In the years since leaving Plaxo to help start Google+, I’ve talked to nearly every “address book 2.0” startup that’s reared its head. Apparently I’ve got a reputation in the Valley for not being “over” this contact info problem. Many have offered clever twists, but none have fundamentally addressed the challenges above. And perhaps unsurprisingly, as a result, none have saved the world from its frustrating fragmentation. So why am I still eternally optimistic? Because it’s a real, mainstream problem, there’s no good reason people want fragmentation to persist, and increasingly smartphones do participate in the events that collect or verify contact info. Plus there’s still the cloud opportunity for making each other smarter. So how might such a solution emerge?

When trying to solve any complex social problem, one good question to ask is, “What does the ideal solution state look like?” In the case of up-to-date contact info, I’d argue we still don’t know.
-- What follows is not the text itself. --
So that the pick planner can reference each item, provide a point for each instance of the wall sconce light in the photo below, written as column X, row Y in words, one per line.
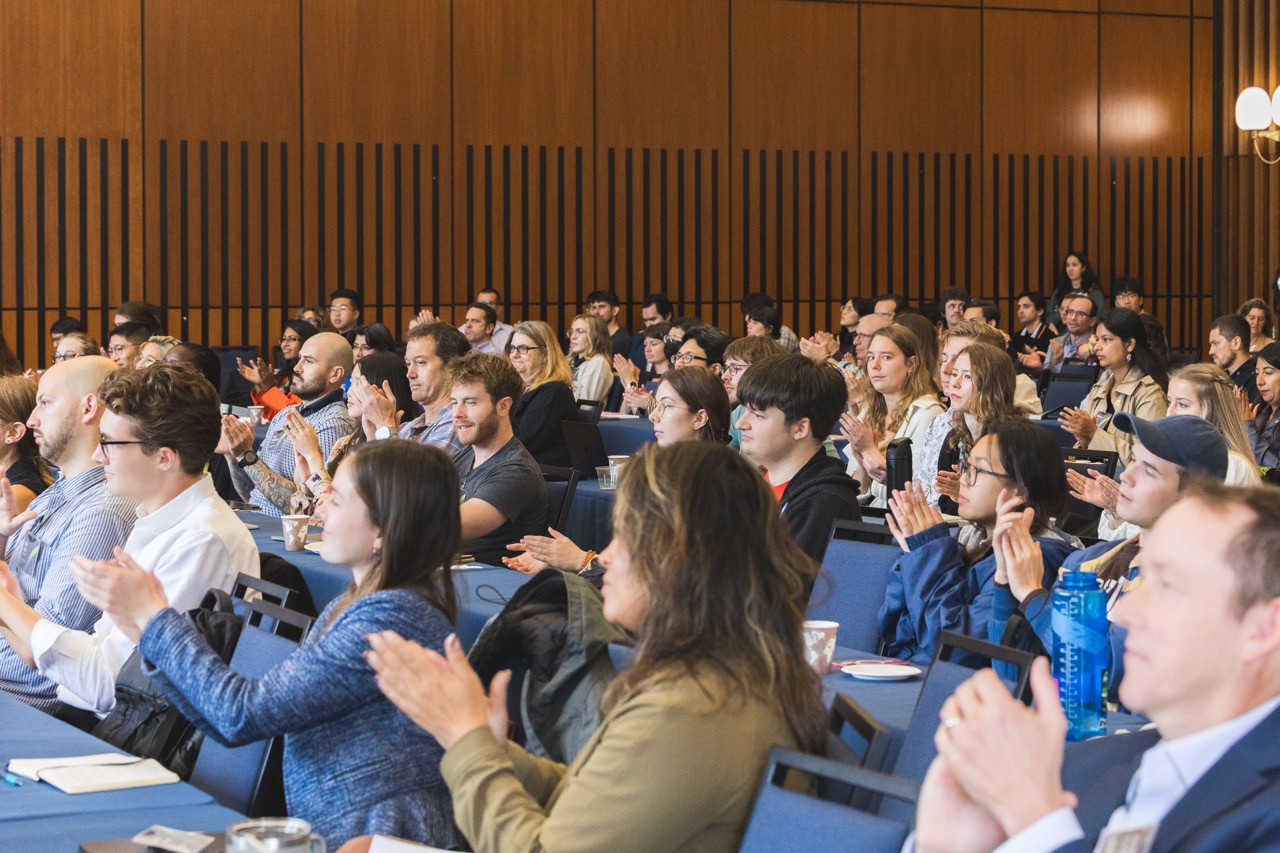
column 1256, row 112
You could say it’s everyone being on a single social network and using it perfectly, but is that ever going to be realistic? I’d say it’s more likely a mix of assisted sync and scrounge. In other words: help me collect whatever’s been shared with me via social networks or communication tools. And the place to do that is logically a smartphone (backed by a cloud-hosted account). Google or Apple are, in theory, in a great position to make progress on this, but I suspect it will be a startup that gets the job done, since it can be their sole focus and brand identity.

Such a startup would have to embrace the messy reality I’ve outlined above and turn it into a strength. Use all the available APIs and other tricks to help me find the contact info that has been shared with me. Keep track of when it was last updated (don’t make me guess). Parse through all my emails and texts for stuff that looks like contact info. Use my phone’s location history to ask me whose house I just visited when it doesn’t look like a business. Remind me what email or phone number each contact last used, and let me easily ping them back if I need some updated info. Help me build custom lists for things like holiday or birth announcements, and use that as an opportunity to ask for updated info. And partner with sites like TinyPrints not only to send those cards but also to send change-of-address cards when I myself move (something you should also be able to detect using my phone). Once you start gaining traction helping individuals keep their address books up-to-date, add a layer to pool it with family, friends, and colleagues in a privacy-preserving way (e.g. an easy way to see who knows someone’s phone number, but you still have to ask them to share it with you).

Is there enough here to build a successful business around? You be the judge. But is this still a real problem that real people still wish someone would solve? Abso-f*cking-lutely.